Usually cough is accompanied by any respiratory (catarrhal) disease, with the child coughing more at night and in the morning. The cough is more often dry, it lasts for 7-10 days. With pneumonia, cough is almost constant, nasal, with sputum (young children often swallow it). Can be a rusty shade in older children.
• Rapid breathing, when at rest the respiratory rate is higher than the norm: - up to 2 months. - it's 60 or more respiratory movements (counting or inhaling or exhaling);
- from 2 months. up to 12 months. - it is 50 and more respiratory movements;
- from 12 months. up to 5 years is 40 or more respiratory movements.
• Appearance of a difficult, sometimes moaning breathing with visible retraction of the subcostal or supraclavicular parts of the thorax. The child, as it were, "turns on" all the muscles of the chest to facilitate breathing.
• Cyanotic shade around the mouth, sometimes the face.
• Toddlers - swelling of the wings of the nose.
• Increase in temperature to high figures with chills, sometimes sweating.
• Pain in the chest if lung inflammation passes to the pleura.
• Pain in the abdomen, with inflammation of the lower parts of the lungs (sometimes mistakenly refer to surgical care).
• Headache with irritation of the membranes of the brain. Older children complain of severe pain in the chest and abdomen, which is caused by muscle re-contractions due to persistent, painful cough. Children may have general weakness, lethargy, deterioration of appetite, sometimes refusal of food, sometimes confusion, vomiting, etc. Special caution is necessary if pneumonia affects the children of the first months (the first year) of life. The smaller the baby, the less obvious signs: there is no temperature, a typical cough. However, it is necessary to pay attention to the general condition of the child, who may have the following symptoms of pneumonia:
- Pronounced lethargy, even immobility.
- Noticeable swelling of the wings of the nose with a blue around the nose and lips.
- '' Grunting '' breathing with entanglements.
These are very dangerous signs of pneumonia and need immediate treatment in the hospital.

William

Signs of pneumonia in the child
The clinical sign of a number of forms of pneumonia in a child is its acute onset. The period of catarrhal phenomena preceding pneumonia does not last long.
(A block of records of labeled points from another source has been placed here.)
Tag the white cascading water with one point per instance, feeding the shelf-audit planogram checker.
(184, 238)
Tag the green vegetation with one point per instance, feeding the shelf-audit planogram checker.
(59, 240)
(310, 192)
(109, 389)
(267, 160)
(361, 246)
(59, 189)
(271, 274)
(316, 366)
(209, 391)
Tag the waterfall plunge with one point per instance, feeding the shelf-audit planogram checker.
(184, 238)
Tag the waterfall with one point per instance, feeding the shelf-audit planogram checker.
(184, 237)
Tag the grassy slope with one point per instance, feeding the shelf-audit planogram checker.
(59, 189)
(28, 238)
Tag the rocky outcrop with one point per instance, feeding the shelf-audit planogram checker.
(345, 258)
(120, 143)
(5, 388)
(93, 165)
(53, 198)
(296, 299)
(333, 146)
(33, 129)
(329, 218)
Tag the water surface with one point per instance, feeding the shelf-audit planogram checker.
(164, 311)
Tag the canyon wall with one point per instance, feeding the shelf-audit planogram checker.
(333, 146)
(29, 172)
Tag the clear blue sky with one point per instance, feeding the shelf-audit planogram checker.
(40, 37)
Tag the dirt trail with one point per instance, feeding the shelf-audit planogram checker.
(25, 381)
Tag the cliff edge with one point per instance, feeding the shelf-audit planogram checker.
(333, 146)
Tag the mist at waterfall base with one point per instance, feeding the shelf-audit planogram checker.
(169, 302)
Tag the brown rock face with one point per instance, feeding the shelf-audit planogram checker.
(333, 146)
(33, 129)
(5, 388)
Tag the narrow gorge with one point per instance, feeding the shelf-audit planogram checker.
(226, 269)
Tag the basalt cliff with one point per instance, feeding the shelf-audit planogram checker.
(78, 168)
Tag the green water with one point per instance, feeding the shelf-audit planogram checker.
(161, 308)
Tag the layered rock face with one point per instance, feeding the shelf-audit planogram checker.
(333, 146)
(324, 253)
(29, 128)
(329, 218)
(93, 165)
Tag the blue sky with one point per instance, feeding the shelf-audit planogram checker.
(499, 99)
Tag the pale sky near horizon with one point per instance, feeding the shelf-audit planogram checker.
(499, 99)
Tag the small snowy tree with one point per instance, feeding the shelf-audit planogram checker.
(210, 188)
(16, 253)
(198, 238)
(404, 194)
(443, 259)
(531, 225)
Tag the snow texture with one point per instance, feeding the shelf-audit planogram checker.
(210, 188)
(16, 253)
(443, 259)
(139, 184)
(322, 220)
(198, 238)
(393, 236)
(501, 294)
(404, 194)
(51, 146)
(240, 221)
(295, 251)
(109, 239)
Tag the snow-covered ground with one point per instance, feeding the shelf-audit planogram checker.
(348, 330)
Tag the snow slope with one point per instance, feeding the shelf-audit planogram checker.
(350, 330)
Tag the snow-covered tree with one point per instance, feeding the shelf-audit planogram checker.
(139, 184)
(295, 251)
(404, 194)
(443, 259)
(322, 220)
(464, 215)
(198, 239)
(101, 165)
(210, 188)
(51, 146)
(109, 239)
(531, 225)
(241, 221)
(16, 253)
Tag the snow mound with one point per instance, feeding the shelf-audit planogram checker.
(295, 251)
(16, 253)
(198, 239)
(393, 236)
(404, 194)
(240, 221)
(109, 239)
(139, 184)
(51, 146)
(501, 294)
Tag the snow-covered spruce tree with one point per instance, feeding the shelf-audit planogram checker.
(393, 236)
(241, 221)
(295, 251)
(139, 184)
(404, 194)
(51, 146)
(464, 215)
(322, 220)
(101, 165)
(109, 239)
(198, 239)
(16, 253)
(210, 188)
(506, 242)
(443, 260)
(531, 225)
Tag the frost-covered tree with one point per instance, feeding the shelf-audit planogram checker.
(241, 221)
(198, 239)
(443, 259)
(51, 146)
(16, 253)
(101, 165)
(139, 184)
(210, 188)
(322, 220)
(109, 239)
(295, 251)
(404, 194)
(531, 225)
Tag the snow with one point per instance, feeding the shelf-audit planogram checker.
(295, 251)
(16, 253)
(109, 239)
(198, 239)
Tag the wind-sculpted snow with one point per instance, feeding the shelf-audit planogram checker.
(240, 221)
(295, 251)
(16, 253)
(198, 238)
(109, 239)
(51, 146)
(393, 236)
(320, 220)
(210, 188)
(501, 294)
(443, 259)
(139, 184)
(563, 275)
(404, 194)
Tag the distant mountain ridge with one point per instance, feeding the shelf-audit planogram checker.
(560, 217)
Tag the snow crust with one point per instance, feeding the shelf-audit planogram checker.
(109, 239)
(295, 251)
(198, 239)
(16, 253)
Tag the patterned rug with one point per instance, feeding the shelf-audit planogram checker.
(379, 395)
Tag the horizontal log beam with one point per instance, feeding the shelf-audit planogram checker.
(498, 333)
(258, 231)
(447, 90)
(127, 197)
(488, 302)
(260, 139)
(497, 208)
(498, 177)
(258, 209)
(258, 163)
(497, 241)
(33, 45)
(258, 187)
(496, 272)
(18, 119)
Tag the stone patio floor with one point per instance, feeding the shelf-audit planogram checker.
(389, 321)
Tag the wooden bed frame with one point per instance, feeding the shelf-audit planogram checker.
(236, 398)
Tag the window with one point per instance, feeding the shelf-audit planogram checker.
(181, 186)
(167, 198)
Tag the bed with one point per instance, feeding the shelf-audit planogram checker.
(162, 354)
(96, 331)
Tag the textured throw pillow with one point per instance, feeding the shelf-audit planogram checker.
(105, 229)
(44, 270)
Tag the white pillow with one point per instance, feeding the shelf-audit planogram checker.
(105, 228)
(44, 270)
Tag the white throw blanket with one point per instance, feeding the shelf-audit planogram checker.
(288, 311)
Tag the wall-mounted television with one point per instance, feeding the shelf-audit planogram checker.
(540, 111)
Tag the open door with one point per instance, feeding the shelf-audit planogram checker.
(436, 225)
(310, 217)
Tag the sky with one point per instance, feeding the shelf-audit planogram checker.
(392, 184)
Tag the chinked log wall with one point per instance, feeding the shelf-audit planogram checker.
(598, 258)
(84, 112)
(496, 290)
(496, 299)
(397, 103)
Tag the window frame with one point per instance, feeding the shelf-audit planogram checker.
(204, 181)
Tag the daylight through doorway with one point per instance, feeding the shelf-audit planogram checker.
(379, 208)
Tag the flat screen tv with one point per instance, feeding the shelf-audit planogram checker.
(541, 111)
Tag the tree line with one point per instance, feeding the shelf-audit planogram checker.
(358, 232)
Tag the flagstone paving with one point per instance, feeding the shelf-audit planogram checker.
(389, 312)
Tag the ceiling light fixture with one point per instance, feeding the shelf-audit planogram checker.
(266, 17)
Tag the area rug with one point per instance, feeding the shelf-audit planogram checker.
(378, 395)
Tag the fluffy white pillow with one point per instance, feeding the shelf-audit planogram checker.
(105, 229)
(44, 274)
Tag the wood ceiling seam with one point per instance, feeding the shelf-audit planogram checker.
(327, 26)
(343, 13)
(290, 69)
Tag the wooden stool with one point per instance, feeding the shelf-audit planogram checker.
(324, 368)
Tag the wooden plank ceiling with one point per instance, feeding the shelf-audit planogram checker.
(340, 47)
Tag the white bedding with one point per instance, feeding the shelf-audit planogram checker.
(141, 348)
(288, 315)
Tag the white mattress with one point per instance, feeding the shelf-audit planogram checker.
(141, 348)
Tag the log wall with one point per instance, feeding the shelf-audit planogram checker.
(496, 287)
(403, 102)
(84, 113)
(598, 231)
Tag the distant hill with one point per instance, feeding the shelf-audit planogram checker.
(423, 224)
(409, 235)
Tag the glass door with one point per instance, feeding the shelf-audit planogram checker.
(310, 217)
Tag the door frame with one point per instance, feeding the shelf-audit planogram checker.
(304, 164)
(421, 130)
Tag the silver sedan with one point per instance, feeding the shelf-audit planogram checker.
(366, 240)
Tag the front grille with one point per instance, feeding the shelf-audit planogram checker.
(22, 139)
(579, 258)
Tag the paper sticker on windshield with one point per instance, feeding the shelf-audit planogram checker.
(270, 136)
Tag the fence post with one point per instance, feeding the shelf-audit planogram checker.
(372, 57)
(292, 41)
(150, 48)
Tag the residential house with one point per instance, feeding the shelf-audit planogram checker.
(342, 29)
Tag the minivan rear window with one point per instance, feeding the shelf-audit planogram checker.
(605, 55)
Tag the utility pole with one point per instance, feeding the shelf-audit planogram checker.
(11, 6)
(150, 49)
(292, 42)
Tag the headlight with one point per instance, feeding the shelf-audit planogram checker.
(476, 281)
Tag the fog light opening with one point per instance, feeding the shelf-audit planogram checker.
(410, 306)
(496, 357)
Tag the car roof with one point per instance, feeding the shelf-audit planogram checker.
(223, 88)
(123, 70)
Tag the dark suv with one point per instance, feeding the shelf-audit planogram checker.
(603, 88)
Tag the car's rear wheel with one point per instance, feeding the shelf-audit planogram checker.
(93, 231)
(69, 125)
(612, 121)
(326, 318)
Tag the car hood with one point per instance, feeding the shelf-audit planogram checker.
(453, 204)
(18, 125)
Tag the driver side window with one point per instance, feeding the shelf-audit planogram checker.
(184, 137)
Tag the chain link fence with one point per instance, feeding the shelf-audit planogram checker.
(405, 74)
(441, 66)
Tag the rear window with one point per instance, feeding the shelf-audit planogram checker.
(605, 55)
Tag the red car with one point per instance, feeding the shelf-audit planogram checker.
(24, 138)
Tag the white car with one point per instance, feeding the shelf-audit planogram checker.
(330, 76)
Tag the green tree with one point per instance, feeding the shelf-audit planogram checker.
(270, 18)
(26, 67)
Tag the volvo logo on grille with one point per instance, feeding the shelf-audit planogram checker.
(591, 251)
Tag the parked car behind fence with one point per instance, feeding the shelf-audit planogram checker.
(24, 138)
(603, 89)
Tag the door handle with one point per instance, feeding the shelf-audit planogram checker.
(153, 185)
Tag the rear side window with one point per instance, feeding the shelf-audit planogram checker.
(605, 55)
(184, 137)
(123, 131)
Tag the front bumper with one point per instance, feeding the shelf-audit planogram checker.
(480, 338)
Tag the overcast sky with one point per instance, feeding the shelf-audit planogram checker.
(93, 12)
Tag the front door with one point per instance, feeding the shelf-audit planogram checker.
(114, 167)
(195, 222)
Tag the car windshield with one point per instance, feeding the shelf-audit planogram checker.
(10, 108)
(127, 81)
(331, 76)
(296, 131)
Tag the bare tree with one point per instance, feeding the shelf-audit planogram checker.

The acute onset is accompanied by high fever (up to 40-41 C), dry cough, sometimes with brown sputum. Somewhat later, in the lungs (in the focus of inflammation), damp rales are heard. Percutary tone with a boxed tint. Breathing is quickened. Wet rales are small and crepitating. Heart tones are frequent, muffled, sometimes arrhythmic. The liver is enlarged by 2-3 cm, soft by palpation.

When the form of pneumonia is toxic, the child suffers from a nervous system (the patient reacts weakly to the environment, and sometimes it is restless, crying at it causes sharp strengthening of a cough during which cyanosis is amplified). In more severe pneumonia, asthmatic status may develop.

If untimely treatment of pneumonia in a child can be complicated by exudative pleurisy.

Blood is characterized by leukocytosis, increased ESR.

Treatment is carried out in a hospital under the supervision of a doctor.

Slavs

By the way, at a pneumonia of temperature can and not be.